Uso de antibióticos na pandemia fez triplicar o número de "superbactérias", diz Fiocruz
Em 2021, o número de amostras positivas foi de quase 3.700

Ao longo da pandemia de Covid-19, triplicou a disseminação de superbactérias, microrganismos resistentes a diversos antibióticos, em hospitais brasileiros, mostra análise do LAPIH (Laboratório de Pesquisa em Infecção Hospitalar do Instituto Oswaldo Cruz), da Fiocruz.
O levantamento foi feito a partir de amostras de bactérias isoladas em oito laboratórios estaduais de saúde pública e enviadas à Fiocruz para uma análise mais detalhada. O grupo pertence a uma rede de monitoramento de resistência bacteriana da Anvisa (Agência Nacional de Vigilância Sanitária). Ainda não há dados consolidados de todo o país.
Em 2019, haviam sido isoladas pouco mais de mil bactérias resistentes a antibióticos.

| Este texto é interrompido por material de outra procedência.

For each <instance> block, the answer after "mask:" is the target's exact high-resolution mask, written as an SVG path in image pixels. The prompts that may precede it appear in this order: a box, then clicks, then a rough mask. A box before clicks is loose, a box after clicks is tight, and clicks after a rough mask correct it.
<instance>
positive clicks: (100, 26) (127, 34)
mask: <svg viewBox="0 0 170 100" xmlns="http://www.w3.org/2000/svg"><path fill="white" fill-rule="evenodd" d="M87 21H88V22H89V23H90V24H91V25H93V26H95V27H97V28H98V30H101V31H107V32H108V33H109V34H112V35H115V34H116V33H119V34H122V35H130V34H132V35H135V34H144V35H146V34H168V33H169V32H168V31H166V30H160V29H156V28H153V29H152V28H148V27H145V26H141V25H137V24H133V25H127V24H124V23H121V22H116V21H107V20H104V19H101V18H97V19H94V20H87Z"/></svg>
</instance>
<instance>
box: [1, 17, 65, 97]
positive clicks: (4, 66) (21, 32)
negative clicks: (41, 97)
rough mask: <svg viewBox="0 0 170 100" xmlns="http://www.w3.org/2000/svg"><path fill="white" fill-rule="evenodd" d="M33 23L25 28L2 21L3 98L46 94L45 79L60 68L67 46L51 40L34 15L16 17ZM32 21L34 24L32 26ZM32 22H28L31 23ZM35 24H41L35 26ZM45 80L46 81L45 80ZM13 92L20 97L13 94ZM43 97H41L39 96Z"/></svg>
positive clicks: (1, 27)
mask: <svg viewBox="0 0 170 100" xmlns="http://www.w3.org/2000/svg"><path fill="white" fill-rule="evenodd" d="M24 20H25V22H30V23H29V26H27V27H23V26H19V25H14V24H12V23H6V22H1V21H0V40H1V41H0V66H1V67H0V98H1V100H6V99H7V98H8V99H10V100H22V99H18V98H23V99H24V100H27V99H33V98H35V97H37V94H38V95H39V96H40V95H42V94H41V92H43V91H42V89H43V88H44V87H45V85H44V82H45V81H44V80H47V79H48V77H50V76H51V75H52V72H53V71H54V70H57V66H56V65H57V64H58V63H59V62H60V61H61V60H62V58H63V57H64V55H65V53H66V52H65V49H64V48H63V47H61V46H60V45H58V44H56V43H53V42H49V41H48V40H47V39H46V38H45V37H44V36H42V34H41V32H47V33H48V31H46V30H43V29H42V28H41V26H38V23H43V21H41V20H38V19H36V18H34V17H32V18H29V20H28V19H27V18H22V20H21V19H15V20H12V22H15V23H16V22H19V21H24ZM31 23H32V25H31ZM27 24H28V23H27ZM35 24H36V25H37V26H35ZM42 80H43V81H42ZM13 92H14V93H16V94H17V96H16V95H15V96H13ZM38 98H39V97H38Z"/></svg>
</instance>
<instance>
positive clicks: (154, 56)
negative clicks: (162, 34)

Em 2020, o número de amostras positivas foi de quase 2.000. E em 2021, entre janeiro e outubro, foram mais de 3.700 amostras confirmadas.
O problema das bactérias resistentes até a antibióticos mais modernos, como os carbapenêmicos, é anterior à pandemia, mas piorou muito durante a crise sanitária. Entre as hipóteses estão o alto volume de pacientes muito graves nos hospitais e o aumento do uso de antibióticos. Na Europa, mesmo com a redução do uso de antibióticos, a resistência bacteriana também aumentou entre 2019 e 2020.
Uma estratégia tem sido voltar a usar antibióticos mais antigos, como a polimixina, que, embora mais tóxicos, mostraram-se eficazes no combate a algumas dessas bactérias resistentes. Ocorre que até eles estão perdendo o páreo.
Em agosto passado, uma nota da Anvisa, com base em dados de um laboratório público do Paraná, apontava que, além de um aumento de 90% de microorganismos resistentes, 20% das amostras da Acinetobacter baumannii, uma das bactérias causadoras de infecções hospitalares, já eram resistentes à polimixina.
Segundo a microbiologista e pesquisadora Ana Paula Assef, chefe do LAPIH, o fato de os pacientes com quadros graves de Covid ficarem internados muito tempo, intubados e muito debilitados, favorece o desenvolvimento de infecções secundárias, que precisam ser combatidas com antibióticos.
Com o aumento no uso desses medicamentos, cresce também a pressão seletiva sobre as bactérias. "É um cenário que favorece a disseminação da resistência. Neste ano, começamos a ver casos de bactérias que não tinham tanta resistência e que começaram a ter", explica Assef.
Embora notas técnicas da Anvisa e da OMS (Organização Mundial da Saúde) reforcem que os antibióticos não são indicados no tratamento de rotina da Covid-19, já que a doença é causada por vírus e esses remédios atuam contra bactérias, houve prescrição exagerada desses medicamentos.
Estudos internacionais já atestam isso. Uma pesquisa com 38 hospitais do estado de Michigan (EUA) mostra, por exemplo, que 57% de 1.705 pacientes hospitalizados com Covid receberam antibiótico. Mas só 3,5% tiveram uma coinfecção bacteriana confirmada por exames.
"Tivemos pacientes com quadros respiratórios muito graves, ficando na UTI por três semanas ou mais e não se sabia se tinha uma infecção bacteriana ali, então se usou muito antibiótico. Fora o antibiótico azitromicina que, no início da pandemia, foi usado para praticamente todos os pacientes. Isso pode ter induzido resistência para outras classes [de antibióticos]", diz a infectologista Rosana Richtmann, do Instituto Emílio Ribas.
Para ela, a resistência bacteriana é uma epidemia silenciosa, que piora a cada ano e que a pandemia foi a gota d´água para agravar ainda mais o cenário. "Nós, do controle de infecção hospitalar, tivemos que desviar nossa atenção total para a pandemia. Tudo aquilo que fazíamos em termos de monitoramento e gerenciamento do uso de antimicrobiano ficou limitado."